Mittwoch, Dezember 11, 2024
»Wollen die digitale Welt zu einem erfreulichen und sicheren Ort machen«

Herausforderung für die vernetzte Gesellschaft und Wirtschaft: Beim International Digital Security Forum (IDSF) in Wien wurde ein globaler Dialog zur Erhöhung der Sicherheit initiiert.

Die Corona-Pandemie legt schonungslos Schwachstellen unseres Gesellschafts- und Wirtschaftssystems offen. Das betrifft auch die Abhängigkeiten, die im Zuge der Digitalisierung entstanden sind.
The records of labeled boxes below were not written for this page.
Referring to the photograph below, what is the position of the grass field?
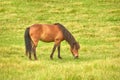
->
[0,0,120,80]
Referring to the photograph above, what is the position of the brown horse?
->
[24,23,80,60]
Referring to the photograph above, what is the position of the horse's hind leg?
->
[29,51,32,60]
[33,46,37,60]
[58,45,62,59]
[50,45,56,59]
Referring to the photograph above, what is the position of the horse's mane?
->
[54,23,79,48]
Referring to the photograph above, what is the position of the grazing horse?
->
[24,23,80,60]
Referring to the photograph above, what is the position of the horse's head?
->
[71,42,80,58]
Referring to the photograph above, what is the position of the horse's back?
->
[30,24,63,42]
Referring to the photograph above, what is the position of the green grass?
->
[0,0,120,80]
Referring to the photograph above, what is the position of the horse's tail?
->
[24,27,32,55]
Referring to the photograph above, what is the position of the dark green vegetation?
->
[0,0,120,80]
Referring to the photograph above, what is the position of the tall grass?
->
[0,0,120,80]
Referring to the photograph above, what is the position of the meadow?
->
[0,0,120,80]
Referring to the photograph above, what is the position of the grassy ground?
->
[0,0,120,80]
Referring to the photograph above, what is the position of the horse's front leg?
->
[50,45,56,59]
[58,45,62,59]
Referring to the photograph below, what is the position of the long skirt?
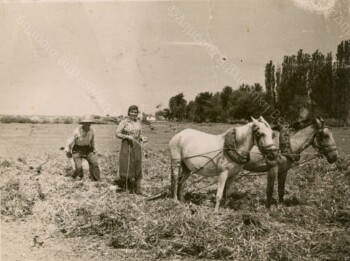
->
[119,139,142,190]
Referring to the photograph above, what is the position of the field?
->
[0,123,350,261]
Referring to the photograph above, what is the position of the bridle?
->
[311,126,338,155]
[253,125,278,156]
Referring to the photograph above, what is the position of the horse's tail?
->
[169,134,182,200]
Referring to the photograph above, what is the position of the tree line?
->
[156,40,350,124]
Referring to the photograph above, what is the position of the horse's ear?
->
[315,118,323,128]
[250,116,258,124]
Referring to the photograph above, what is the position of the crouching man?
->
[65,117,100,181]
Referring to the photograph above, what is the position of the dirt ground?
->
[0,124,350,261]
[1,217,146,261]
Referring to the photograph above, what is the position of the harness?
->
[280,121,337,162]
[224,128,250,165]
[280,129,300,162]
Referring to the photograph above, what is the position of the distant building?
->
[146,115,156,121]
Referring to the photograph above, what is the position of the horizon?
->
[0,0,350,117]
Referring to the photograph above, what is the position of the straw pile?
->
[0,151,350,260]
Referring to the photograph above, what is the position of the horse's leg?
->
[224,176,235,206]
[266,166,278,208]
[278,170,288,204]
[177,162,191,201]
[214,170,228,213]
[171,160,181,200]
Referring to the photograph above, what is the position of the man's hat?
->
[79,116,95,124]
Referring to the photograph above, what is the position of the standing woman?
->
[116,105,147,194]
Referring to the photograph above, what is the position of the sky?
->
[0,0,350,115]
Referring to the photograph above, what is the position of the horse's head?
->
[252,117,278,161]
[312,118,339,163]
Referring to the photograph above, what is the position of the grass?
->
[0,125,350,260]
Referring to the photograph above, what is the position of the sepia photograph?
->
[0,0,350,261]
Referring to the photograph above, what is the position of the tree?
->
[194,92,213,122]
[265,61,276,105]
[169,93,187,121]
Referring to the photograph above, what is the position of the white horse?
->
[221,118,339,208]
[169,117,277,212]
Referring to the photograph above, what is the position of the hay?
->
[0,150,350,260]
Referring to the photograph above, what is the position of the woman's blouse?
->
[117,118,142,139]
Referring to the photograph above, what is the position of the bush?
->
[324,119,350,127]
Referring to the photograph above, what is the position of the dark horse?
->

Digitale Infrastrukturen wie beispielsweise Social-Media-Plattformen, Videokommunikationssysteme, aber auch Behördennetzwerke und Bürgerservices, digital vernetzte Fabriken, Daten-infrastrukturen im Gesundheitswesen, die Energieversorgung und Telekommunikation, bis hin zur intelligenten Haussteuerung – all das muss zuverlässig funktionieren. Funktionieren, das heißt heute auch, resilient gegenüber böswilligen Attacken und Manipulation zu sein.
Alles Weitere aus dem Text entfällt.